Weight decay controls grokking transitions in transformers, new paper shows
A single scalar parameter governs memorization, generalization, and collapse in transformer training on modular arithmetic.
A new arXiv paper by Lucky Verma investigates how weight decay regulates the sharp transitions between memorization, generalization (grokking), and collapse in transformers trained on modular arithmetic. By analyzing attention activations alone, the author introduces two cheap online diagnostics—mean pairwise attention-head cosine similarity and entropy standard deviation—that track training dynamics at lower compute cost than traditional loss-landscape methods. Across eleven experimental conditions and three model scales (0.82M to 85M parameters), weight decay serves as a scalar empirical control parameter.
The study localizes the memorization-to-developmental grokking boundary at λc=0.0158 (95% CI [0.0109, 0.0200], N=210) using a logistic fit, and reports an empirical power-law exponent ν=0.757 (CI [0.725, 0.799]), which excludes reference exponents from mean-field (ν=0.5) and 3D Ising (ν≈0.63) universality classes under the four-bin grid used.
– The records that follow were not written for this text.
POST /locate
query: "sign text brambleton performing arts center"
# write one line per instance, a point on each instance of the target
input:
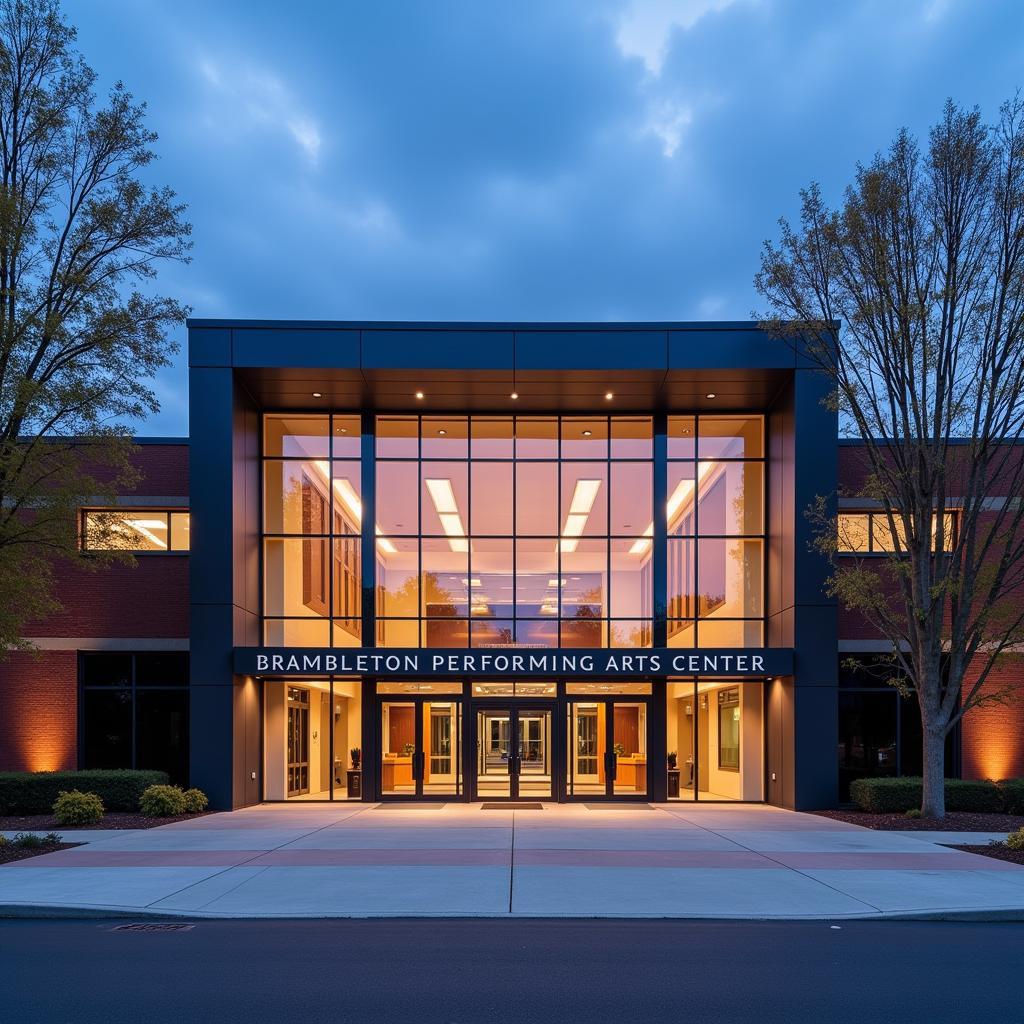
(435, 662)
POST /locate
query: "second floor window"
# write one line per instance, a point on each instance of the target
(869, 532)
(134, 529)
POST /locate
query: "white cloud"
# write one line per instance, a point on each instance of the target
(250, 97)
(646, 27)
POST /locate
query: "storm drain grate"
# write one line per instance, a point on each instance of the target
(512, 807)
(153, 927)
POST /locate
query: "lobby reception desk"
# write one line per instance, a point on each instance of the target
(631, 772)
(395, 771)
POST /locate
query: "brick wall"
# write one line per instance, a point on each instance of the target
(39, 711)
(39, 692)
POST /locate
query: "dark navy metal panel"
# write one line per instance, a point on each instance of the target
(209, 347)
(287, 347)
(748, 348)
(437, 349)
(602, 349)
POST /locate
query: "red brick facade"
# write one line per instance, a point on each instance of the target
(105, 608)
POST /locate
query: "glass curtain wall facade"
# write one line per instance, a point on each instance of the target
(531, 531)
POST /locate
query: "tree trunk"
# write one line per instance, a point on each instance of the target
(933, 802)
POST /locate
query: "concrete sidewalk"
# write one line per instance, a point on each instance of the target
(565, 860)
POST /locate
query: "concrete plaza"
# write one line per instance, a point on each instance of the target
(722, 861)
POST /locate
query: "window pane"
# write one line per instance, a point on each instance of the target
(296, 577)
(397, 577)
(492, 436)
(729, 578)
(492, 580)
(631, 581)
(296, 633)
(397, 506)
(491, 508)
(105, 670)
(679, 505)
(161, 669)
(624, 633)
(632, 437)
(536, 437)
(680, 577)
(682, 437)
(585, 501)
(445, 580)
(296, 498)
(537, 499)
(731, 437)
(346, 431)
(397, 437)
(584, 588)
(162, 732)
(444, 501)
(107, 721)
(296, 436)
(631, 498)
(853, 532)
(585, 438)
(536, 583)
(444, 437)
(180, 530)
(731, 498)
(126, 530)
(347, 489)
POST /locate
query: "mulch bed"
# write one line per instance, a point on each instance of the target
(995, 850)
(9, 852)
(113, 819)
(953, 821)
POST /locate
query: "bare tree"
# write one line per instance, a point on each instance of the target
(922, 264)
(81, 332)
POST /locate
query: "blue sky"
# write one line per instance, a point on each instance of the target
(518, 159)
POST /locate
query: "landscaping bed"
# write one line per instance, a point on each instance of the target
(953, 821)
(11, 851)
(113, 819)
(996, 850)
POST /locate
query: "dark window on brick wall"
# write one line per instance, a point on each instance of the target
(134, 712)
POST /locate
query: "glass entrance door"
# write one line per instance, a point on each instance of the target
(513, 753)
(607, 748)
(421, 748)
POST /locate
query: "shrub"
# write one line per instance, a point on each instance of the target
(1013, 795)
(77, 808)
(1016, 840)
(896, 796)
(34, 793)
(162, 801)
(196, 801)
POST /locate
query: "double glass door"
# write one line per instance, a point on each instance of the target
(514, 753)
(421, 748)
(606, 748)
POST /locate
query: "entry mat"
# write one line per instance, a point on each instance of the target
(620, 807)
(512, 807)
(403, 805)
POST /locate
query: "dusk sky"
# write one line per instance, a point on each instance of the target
(518, 160)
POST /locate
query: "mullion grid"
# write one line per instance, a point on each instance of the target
(697, 537)
(558, 460)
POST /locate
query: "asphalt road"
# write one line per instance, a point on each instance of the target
(520, 972)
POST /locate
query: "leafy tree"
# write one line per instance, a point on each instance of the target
(81, 332)
(922, 265)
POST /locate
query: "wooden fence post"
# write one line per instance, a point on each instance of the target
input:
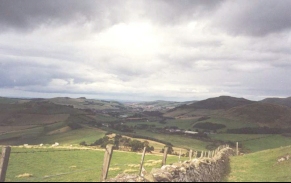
(165, 155)
(142, 159)
(190, 154)
(4, 162)
(106, 161)
(237, 148)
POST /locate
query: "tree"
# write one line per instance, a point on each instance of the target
(136, 145)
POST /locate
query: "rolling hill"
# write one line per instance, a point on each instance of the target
(279, 101)
(222, 102)
(83, 103)
(264, 114)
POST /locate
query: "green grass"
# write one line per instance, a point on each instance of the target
(229, 123)
(260, 167)
(255, 142)
(73, 165)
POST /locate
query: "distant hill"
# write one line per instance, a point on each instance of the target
(83, 103)
(222, 102)
(264, 114)
(280, 101)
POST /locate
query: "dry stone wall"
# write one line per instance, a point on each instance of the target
(197, 170)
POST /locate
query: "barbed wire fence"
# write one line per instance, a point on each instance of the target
(50, 164)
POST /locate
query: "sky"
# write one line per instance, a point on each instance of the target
(145, 50)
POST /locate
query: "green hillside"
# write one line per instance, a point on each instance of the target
(261, 167)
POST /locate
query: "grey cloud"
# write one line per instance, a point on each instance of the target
(255, 18)
(29, 14)
(172, 11)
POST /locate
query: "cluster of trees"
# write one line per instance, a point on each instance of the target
(209, 126)
(118, 140)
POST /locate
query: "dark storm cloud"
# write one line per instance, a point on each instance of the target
(255, 18)
(30, 14)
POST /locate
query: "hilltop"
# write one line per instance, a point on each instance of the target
(279, 101)
(222, 102)
(264, 114)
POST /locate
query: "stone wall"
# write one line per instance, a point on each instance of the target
(197, 170)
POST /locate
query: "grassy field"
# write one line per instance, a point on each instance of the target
(260, 167)
(255, 142)
(69, 165)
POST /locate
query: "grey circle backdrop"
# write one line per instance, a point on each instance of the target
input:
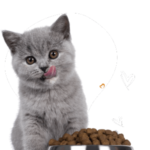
(96, 54)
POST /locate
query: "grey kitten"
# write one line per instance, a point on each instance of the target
(51, 101)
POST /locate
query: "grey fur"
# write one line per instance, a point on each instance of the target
(46, 110)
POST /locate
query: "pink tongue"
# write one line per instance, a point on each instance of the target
(51, 72)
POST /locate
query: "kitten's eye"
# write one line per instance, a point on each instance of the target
(30, 60)
(53, 54)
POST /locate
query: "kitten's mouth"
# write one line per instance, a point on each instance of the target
(49, 74)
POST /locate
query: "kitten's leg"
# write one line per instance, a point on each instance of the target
(35, 136)
(15, 135)
(77, 122)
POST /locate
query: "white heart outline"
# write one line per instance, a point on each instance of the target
(127, 78)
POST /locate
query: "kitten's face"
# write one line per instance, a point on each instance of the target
(42, 47)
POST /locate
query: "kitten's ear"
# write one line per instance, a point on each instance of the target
(11, 39)
(62, 26)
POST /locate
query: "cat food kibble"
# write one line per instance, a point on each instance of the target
(92, 136)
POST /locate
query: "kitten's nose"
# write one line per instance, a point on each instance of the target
(43, 68)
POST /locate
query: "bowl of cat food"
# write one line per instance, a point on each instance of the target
(92, 139)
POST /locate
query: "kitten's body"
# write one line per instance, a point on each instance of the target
(47, 109)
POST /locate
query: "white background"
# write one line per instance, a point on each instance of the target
(96, 55)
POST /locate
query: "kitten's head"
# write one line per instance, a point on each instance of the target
(35, 51)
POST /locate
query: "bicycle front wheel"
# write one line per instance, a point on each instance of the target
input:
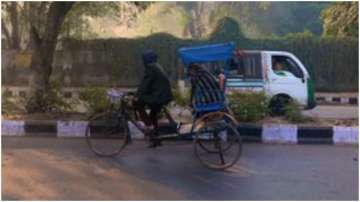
(217, 141)
(107, 134)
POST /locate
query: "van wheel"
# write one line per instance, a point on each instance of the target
(277, 105)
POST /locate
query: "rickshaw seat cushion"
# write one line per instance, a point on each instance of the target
(209, 107)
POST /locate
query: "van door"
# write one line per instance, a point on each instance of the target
(245, 73)
(286, 76)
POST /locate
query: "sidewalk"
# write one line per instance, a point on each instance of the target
(337, 98)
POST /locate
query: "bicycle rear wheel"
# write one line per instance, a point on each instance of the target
(217, 141)
(107, 134)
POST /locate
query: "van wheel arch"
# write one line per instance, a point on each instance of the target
(277, 104)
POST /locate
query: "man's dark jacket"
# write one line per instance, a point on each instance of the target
(155, 86)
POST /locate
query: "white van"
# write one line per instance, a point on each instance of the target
(279, 74)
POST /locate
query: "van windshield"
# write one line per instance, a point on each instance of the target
(285, 63)
(247, 66)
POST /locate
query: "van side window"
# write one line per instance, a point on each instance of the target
(247, 66)
(285, 63)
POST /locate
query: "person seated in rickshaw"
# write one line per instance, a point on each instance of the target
(206, 94)
(153, 92)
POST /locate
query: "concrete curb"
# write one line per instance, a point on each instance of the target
(267, 133)
(336, 100)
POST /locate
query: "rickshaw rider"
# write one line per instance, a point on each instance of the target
(154, 91)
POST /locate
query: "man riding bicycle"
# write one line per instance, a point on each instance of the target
(153, 92)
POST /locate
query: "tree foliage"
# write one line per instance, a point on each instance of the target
(341, 19)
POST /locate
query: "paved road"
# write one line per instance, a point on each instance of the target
(64, 169)
(333, 112)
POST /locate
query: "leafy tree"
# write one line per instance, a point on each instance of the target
(45, 28)
(341, 19)
(226, 29)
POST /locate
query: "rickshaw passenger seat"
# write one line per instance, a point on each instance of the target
(209, 107)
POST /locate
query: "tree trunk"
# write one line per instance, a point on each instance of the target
(45, 46)
(15, 25)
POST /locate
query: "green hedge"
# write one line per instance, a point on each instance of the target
(333, 63)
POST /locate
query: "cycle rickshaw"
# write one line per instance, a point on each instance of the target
(217, 142)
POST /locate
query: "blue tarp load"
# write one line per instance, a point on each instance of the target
(206, 53)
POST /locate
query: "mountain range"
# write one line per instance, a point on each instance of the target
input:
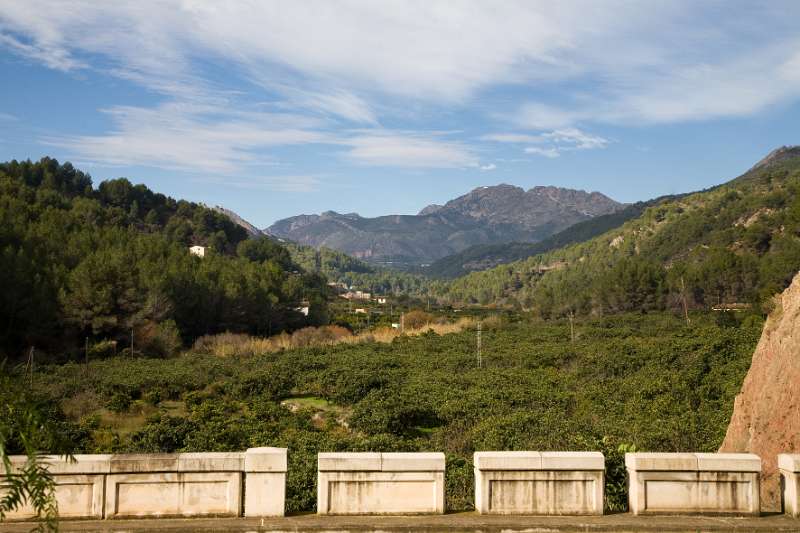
(486, 215)
(732, 246)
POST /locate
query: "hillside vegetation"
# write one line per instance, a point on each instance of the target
(644, 380)
(88, 269)
(339, 267)
(737, 243)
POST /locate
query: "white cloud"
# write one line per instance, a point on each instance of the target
(189, 137)
(282, 183)
(408, 150)
(512, 138)
(573, 138)
(550, 153)
(554, 142)
(616, 62)
(338, 103)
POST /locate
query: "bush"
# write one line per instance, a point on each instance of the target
(417, 319)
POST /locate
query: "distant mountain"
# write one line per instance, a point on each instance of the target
(239, 221)
(485, 256)
(497, 214)
(732, 246)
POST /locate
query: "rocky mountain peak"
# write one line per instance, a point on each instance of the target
(778, 155)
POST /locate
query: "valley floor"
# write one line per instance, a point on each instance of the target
(455, 522)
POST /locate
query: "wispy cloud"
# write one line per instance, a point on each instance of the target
(550, 153)
(406, 149)
(189, 137)
(552, 143)
(354, 62)
(297, 183)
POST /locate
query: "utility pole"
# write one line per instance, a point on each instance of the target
(571, 326)
(30, 364)
(683, 299)
(480, 356)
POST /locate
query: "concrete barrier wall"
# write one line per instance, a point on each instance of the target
(693, 483)
(545, 483)
(161, 485)
(789, 466)
(380, 483)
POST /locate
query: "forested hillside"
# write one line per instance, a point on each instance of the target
(644, 380)
(104, 267)
(738, 243)
(339, 267)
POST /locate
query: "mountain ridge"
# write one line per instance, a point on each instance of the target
(734, 244)
(490, 214)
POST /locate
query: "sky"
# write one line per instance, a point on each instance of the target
(277, 108)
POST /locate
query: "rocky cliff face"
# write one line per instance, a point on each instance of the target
(498, 214)
(766, 414)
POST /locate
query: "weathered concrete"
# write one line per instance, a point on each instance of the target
(455, 523)
(80, 485)
(789, 466)
(693, 483)
(164, 485)
(380, 483)
(766, 414)
(265, 481)
(546, 483)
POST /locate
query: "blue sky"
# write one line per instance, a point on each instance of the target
(279, 108)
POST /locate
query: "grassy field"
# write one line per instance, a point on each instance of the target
(644, 380)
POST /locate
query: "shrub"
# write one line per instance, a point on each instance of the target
(417, 319)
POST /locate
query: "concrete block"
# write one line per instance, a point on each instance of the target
(573, 461)
(728, 462)
(412, 462)
(78, 496)
(265, 460)
(265, 482)
(353, 461)
(711, 484)
(375, 483)
(57, 464)
(144, 462)
(211, 462)
(546, 483)
(789, 462)
(789, 466)
(166, 494)
(668, 462)
(265, 494)
(508, 460)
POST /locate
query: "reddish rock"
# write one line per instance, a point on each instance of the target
(766, 413)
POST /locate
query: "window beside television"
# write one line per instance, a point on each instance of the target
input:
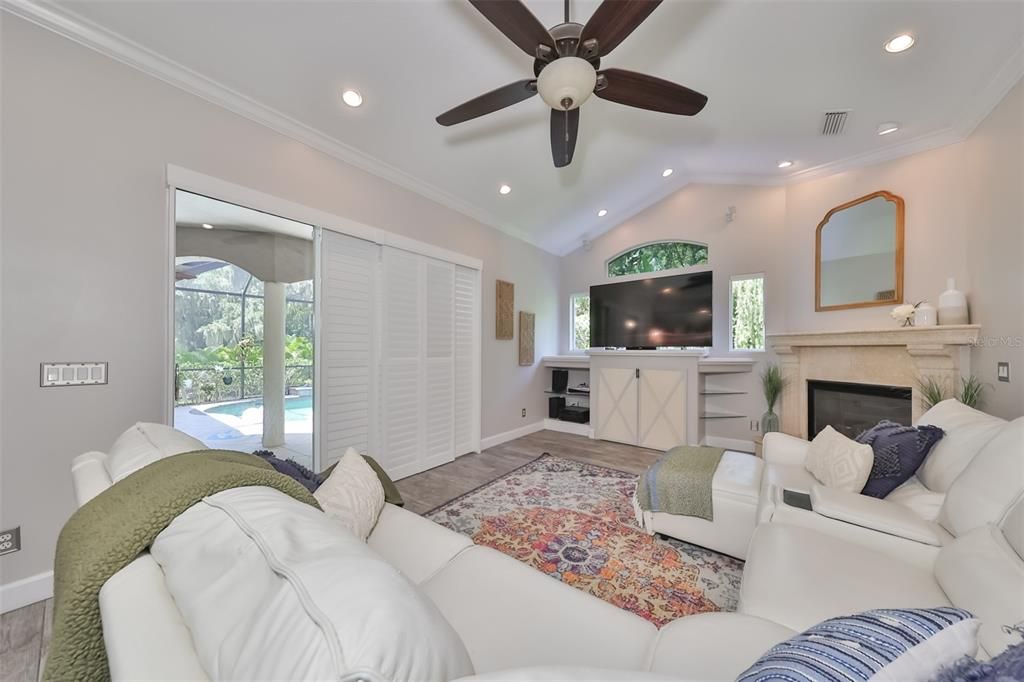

A horizon-matched multi-task replication (n=280, four modular operations) and cross-architecture probes (4L MLP, 4L LSTM, 4L Mamba; each n=70) confirm the weight-decay-controlled transition with architecture-specific λc values. The author notes the scope is limited to modular arithmetic in small attention models; broader claims about language models or universality classes are not covered.
- Weight decay acts as a scalar control parameter separating memorization, developmental grokking, and collapse across 11 conditions and model sizes from 0.82M to 85M parameters.
- Two cheap diagnostics—mean pairwise attention-head cosine similarity and entropy standard deviation—track phase transitions from attention activations alone, complementing loss-landscape methods at lower compute.
- The memorization-to-developmental grokking boundary was precisely localized at λc=0.0158 (95% CI), and the pattern replicated across MLP, LSTM, and Mamba architectures with architecture-specific critical values.
Why It Matters
Provides practical, low-cost diagnostics to monitor grokking in transformers, enabling more efficient training of reasoning models.